In effort to improve student safety, the Hadera Municipality repainted crosswalks, curbs and safety railings outside educational institutions.

Tel Aviv Bike Rental 311 (photo credit: Ariel Jerozolimski)
Tel Aviv Bike Rental 311
(photo credit: Ariel Jerozolimski)
NORTH
In an effort to improve road and student safety, the Hadera Municipality has been preparing for the new school year that began this week by repainting all of the crosswalks, curbs and safety railings outside educational institutions in the city, the Local website reported. Each year, municipal workers, along with various groups and government agencies, volunteer their time to make the improvements. The project is taking place during the first week of the school year, both during school hours and in the evening.
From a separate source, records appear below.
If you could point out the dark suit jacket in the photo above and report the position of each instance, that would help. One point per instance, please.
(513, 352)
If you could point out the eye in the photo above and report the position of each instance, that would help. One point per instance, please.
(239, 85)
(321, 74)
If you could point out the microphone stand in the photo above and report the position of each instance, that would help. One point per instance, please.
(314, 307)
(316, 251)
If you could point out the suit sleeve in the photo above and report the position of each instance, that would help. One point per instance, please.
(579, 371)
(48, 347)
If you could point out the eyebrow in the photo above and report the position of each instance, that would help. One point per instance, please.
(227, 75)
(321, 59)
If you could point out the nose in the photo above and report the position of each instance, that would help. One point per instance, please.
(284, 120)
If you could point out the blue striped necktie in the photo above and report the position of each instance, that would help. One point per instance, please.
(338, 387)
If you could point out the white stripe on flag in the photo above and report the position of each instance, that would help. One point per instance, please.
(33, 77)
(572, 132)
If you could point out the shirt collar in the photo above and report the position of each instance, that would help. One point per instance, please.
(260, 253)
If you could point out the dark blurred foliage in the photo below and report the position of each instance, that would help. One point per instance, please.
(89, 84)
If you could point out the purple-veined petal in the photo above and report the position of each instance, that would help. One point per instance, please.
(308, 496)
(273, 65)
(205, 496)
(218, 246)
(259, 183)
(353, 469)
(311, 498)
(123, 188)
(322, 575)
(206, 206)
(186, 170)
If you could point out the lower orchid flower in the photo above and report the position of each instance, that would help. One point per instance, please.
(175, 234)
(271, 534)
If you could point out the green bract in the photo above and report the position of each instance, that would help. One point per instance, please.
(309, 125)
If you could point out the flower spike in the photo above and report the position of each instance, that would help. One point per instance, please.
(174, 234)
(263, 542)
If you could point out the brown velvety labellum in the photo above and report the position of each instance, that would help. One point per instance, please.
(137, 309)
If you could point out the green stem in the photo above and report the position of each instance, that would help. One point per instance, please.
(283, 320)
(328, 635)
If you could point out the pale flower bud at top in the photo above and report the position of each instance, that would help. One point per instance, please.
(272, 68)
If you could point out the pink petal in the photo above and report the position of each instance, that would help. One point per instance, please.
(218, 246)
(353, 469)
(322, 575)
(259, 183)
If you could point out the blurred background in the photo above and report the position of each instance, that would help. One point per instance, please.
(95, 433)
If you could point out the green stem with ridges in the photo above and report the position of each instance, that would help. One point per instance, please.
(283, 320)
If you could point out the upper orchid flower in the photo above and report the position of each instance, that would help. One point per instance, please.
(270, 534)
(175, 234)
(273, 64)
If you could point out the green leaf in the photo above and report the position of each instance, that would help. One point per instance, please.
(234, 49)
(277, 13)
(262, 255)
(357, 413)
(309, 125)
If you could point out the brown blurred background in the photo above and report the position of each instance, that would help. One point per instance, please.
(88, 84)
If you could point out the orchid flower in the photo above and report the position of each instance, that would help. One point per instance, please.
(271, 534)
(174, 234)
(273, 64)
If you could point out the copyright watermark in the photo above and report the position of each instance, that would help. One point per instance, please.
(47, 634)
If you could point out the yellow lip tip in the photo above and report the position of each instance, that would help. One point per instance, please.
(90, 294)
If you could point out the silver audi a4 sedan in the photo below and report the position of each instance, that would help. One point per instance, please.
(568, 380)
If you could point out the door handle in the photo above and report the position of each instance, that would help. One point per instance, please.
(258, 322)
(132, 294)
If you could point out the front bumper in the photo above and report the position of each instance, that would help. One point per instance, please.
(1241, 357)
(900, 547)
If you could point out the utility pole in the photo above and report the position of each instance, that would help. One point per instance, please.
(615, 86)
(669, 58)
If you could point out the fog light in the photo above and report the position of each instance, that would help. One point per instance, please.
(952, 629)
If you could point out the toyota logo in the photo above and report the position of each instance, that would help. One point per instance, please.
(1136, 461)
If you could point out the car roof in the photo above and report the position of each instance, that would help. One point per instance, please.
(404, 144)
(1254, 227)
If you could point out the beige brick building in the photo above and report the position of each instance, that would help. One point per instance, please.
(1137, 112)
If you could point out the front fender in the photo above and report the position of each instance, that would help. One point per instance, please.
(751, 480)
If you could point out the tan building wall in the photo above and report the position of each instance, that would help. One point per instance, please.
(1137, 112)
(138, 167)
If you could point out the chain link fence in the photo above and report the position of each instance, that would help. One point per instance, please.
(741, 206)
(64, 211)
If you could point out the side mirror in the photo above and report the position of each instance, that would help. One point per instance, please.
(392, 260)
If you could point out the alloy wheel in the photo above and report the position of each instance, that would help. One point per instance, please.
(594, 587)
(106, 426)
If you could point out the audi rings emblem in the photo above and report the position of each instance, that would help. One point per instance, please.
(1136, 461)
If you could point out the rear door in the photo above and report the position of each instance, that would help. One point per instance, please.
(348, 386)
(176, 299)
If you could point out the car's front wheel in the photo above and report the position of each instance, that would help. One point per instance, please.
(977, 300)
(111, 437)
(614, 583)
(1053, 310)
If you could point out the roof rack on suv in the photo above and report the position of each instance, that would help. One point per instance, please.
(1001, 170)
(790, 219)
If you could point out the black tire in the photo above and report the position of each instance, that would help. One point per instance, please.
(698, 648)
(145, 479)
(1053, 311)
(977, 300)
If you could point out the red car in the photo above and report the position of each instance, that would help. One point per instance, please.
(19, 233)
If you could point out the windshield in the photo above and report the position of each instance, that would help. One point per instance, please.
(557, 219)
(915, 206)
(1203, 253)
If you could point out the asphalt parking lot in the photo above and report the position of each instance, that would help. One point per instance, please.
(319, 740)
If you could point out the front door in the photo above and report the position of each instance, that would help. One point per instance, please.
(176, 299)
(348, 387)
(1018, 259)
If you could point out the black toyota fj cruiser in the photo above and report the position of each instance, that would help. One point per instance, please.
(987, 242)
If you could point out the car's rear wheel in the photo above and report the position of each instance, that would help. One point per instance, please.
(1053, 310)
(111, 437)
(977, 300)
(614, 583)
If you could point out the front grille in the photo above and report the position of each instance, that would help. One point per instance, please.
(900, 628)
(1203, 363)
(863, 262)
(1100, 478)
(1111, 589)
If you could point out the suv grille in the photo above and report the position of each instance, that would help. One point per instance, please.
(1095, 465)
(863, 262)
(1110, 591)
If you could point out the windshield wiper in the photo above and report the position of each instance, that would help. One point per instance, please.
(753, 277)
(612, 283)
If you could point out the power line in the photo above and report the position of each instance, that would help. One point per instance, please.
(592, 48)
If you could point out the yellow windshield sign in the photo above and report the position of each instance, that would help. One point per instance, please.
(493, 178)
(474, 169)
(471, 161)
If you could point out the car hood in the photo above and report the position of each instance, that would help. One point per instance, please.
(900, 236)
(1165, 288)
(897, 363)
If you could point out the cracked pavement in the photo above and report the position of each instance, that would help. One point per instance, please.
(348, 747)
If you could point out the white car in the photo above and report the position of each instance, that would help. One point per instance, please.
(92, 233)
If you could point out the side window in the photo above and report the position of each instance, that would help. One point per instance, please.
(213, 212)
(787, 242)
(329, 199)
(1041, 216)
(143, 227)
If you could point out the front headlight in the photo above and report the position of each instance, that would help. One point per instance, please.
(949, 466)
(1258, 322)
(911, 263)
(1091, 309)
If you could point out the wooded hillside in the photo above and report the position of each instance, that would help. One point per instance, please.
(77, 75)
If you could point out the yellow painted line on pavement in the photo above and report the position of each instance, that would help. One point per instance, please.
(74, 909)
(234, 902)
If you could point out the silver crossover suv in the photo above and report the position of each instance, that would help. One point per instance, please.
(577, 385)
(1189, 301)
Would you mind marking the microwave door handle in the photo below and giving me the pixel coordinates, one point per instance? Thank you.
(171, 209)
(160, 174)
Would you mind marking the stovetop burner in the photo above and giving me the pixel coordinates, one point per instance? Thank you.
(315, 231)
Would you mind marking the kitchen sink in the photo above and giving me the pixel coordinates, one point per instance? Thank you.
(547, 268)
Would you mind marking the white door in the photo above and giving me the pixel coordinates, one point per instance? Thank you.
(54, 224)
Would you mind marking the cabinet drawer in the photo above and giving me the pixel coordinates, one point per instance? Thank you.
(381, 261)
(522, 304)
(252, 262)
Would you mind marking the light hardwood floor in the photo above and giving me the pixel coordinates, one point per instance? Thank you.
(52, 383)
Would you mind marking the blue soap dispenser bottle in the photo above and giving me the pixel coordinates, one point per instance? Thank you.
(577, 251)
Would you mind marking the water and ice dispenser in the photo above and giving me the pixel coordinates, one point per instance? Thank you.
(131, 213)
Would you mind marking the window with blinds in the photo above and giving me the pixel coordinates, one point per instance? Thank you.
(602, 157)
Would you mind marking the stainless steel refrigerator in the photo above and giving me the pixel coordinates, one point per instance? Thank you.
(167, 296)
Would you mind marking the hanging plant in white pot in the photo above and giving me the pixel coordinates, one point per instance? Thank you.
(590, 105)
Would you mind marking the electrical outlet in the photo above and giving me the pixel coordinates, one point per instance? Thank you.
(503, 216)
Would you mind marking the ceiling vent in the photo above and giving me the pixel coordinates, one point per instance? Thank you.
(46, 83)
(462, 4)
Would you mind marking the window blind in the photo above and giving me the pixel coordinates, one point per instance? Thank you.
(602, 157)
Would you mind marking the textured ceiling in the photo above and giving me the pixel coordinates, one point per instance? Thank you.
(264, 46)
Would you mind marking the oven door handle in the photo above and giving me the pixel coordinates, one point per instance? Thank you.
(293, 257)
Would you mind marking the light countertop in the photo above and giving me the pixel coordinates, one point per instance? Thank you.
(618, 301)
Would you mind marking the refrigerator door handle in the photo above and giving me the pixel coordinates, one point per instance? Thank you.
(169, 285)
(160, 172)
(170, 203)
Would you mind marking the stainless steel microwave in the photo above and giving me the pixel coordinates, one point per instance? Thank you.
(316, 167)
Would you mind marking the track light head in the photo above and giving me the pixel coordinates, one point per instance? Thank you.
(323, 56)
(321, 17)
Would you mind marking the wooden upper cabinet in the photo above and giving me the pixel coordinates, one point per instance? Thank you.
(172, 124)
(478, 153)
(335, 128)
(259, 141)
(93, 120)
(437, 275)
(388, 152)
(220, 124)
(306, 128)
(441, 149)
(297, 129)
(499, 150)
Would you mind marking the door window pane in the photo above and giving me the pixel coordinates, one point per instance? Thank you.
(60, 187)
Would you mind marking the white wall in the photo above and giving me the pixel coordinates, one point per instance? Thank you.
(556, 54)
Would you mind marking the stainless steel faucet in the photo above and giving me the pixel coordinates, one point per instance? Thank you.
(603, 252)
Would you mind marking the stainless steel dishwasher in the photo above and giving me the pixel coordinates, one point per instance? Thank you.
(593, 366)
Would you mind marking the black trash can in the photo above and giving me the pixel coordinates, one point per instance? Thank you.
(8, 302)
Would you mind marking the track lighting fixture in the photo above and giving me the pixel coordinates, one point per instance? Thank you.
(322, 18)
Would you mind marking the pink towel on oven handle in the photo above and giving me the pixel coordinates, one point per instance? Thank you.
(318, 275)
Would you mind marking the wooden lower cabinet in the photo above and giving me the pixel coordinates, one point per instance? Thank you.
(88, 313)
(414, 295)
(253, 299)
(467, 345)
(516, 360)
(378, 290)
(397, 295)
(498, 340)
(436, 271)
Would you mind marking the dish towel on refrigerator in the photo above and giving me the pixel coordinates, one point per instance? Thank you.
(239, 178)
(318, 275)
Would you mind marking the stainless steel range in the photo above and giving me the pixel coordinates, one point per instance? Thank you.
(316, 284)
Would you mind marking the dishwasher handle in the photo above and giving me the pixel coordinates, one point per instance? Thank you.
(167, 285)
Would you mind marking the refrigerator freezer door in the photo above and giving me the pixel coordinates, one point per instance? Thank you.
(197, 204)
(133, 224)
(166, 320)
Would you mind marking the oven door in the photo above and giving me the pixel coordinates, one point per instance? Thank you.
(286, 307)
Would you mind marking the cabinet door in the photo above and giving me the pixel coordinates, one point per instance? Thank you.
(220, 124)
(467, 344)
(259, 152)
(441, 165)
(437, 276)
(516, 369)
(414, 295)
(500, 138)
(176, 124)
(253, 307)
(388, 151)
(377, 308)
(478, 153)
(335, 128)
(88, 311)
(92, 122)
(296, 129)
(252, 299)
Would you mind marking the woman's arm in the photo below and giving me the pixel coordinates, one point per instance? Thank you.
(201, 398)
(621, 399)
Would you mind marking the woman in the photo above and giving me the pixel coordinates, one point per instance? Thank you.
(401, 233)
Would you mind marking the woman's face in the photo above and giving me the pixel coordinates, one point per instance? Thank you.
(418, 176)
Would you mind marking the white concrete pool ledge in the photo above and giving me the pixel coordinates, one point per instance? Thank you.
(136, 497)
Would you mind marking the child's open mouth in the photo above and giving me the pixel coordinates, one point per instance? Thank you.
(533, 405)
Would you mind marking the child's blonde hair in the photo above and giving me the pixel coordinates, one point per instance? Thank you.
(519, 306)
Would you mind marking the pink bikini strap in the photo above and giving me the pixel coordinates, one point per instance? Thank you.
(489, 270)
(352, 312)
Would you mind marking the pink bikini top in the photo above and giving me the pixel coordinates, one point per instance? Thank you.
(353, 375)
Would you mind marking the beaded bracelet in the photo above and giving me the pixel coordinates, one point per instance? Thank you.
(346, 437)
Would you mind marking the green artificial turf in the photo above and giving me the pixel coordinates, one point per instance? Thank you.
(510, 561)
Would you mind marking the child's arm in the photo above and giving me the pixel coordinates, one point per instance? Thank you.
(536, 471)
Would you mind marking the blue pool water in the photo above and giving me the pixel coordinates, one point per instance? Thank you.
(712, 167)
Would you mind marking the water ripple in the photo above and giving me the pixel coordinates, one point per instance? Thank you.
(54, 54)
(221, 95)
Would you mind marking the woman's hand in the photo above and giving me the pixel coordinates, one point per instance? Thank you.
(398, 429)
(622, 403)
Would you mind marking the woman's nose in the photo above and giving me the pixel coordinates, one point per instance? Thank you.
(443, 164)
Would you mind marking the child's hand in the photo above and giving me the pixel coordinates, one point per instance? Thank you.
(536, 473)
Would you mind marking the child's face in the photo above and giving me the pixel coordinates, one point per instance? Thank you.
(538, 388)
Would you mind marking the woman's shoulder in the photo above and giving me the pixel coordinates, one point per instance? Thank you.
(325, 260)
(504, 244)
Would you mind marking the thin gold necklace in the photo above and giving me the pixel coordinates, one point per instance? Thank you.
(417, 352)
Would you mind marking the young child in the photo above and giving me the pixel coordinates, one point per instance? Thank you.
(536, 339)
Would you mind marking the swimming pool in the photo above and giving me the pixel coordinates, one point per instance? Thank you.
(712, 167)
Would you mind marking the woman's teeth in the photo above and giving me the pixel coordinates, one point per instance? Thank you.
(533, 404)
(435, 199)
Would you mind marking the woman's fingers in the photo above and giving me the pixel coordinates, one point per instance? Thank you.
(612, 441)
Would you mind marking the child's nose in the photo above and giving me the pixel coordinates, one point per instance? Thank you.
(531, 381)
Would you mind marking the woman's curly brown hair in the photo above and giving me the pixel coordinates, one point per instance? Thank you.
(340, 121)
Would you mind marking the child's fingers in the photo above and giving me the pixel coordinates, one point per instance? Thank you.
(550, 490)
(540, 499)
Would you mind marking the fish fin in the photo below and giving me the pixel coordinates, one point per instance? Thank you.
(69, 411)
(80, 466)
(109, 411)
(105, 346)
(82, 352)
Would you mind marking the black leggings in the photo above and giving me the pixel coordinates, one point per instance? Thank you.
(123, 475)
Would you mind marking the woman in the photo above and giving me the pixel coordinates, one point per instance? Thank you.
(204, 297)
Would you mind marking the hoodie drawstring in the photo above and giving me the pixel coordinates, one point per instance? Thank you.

In addition, first graders will be given road-safety kits, designed to help them learn the rules of road safety and map out the safest way to get to and from school. The kits include a bag, a shirt, maps outlining the safest route to school, which they can plan together with their parents, bracelets, erasers and various other souvenirs from the National Road Safety Authority, Local reported.
Haifa love triangle leads to stabbing
A 40-year-old resident of Haifa was stabbed in the midst of a fight that broke out on Geula Street late last week, when a conflict developed between a couple after the wife returned home with another man.
It is believed that the woman’s husband stabbed the other man, injuring him critically. Magen David Adom paramedics evacuated the man to Bnei Zion Hospital in the city. He was said to be in a moderate to serious condition.
An initial police investigation revealed that the perpetrator is known to the police. Haifa police arrested the suspect.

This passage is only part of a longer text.